I think you did a damn good job for your first wedding.  It shows that you took the time to prepare and practice prior to shooting instead of just jumping on in and shooting a friend's wedding when asked.

Generally, I like your choice of compositions on the images and found they are mostly well exposed and interesting.

Just some general CC on random images:

3- Like the DOF on the bouquet, but her eyes seem a bit odd.  Overprocessed?  Odd reflection in them?  Looks like a window, not sure.

4- Cute as hell, love it.  Not sure if the chair adds or removes from the image.  I guess if you didn't have it, then you'd see alot more of the kid in the image and you wouldn't have the same impact and focus on the shoes

5-  Fun stalker style picture.  Not a negative thing, I'm just saying thats what it reminded me of.  I like the idea, but dont like your choice of where to do this.  I find the fruit on top of the guy's head on the upper right odd, but yet funny as I'm hoping it would fall on him.

9- Similar feel to #4, but I feel you pulled off #4 a bit better.  I'm thinking being slightly lower down might be nice as well or maybe being a bit closer in.  Nice job though

10- Nice capture, but under exposed

12- Not my style at all, but it looks well done.

14- Nice moment captured.  Maybe moving a bit to you side so that the clock is a little bit away from her head?

Looking forward to seeing more of your work!


----------



## Clawed (Feb 25, 2010)

iAstonish said:


> Looks like a good start to me. I love the picture with the roses and the couple in the bokeh. Would like to see them a little more in focus, but none the less that was a great shot and a cool perspective.


Thank you for your input.  I also would have liked the couple to be more in focus in this shot, as it stands, you feel they were not supposed to be part of the image at all.  

One thing to note though, these pics were imported to Flickr, resized in Picnic (which is garbage) and posted here.  For some reason, they lost a lot of their sharpness (you can click on my Flickr for the 'sharp' versions).


----------



## Clawed (Feb 25, 2010)

bigtwinky / dzfoto / jvillaire,

Thank you for your comments!  Regarding *image 3* (which was my personal fave from the day), the eyes were not really overprocessed.  In that image, I did your typical skin retouching and sharpened and slightly lightened her eyes.  She does have naturally beautiful eyes though.  It was indeed taken by a window, camera left.

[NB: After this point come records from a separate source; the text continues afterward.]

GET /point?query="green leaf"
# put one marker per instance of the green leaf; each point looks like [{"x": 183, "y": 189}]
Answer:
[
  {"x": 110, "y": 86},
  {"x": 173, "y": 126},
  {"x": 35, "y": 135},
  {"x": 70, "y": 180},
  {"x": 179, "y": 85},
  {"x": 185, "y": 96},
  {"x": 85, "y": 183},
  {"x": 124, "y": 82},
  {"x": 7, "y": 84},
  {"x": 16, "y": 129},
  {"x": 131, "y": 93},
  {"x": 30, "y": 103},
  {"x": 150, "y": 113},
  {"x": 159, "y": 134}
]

*With 14*, I decided to include the clock in the image exactly where it appears (without any hands showing) because it frames her face nicely and just has a "timeless" quality.

*** With all of these images, I think it's important to mention that this was a backyard wedding.  This is the reason I got pretty tight and tried to keep the distracting, not-so-attractive backgrounds out.  It was a painfully difficult first wedding for this reason alone, but I am glad I decided to tackle it, because it made me really think hard about how to still get pleasing looking images w/o the 'budget wedding' feel.  My 50mm was my best friend that day  ***


----------



## bigtwinky (Feb 25, 2010)

Considering your lack of experience, I think you did a great job and I'm sure the B&G are very pleased with the photos.


----------



## bennielou (Feb 25, 2010)

Wow, those are really good.  I'm gonna disagree with Pierre, in that I really love the processing on the bride and bouquet.  Really pretty!


----------



## CoRNDoG R6 (Feb 25, 2010)

Very nice job! They all look great...of course, there are some minor details that need correcting, but overall, great job!!!


----------



## PerfectlyFlawed (Feb 25, 2010)

2,3,4,5,6 , and 7 are my favorites! definitely 3 and 4!! This does not look like your first wedding! These pictures are absolutely wonderful! I bet they are very pleased with the results. Good job~ :thumbup:


----------



## Geaux (Feb 25, 2010)

Wow, this wedding looks very similar to mine!  From the chuck taylors, the black shirt with tux, to his ring lol.  The only difference is that I had a black vest instead of the white.  CRAZY!!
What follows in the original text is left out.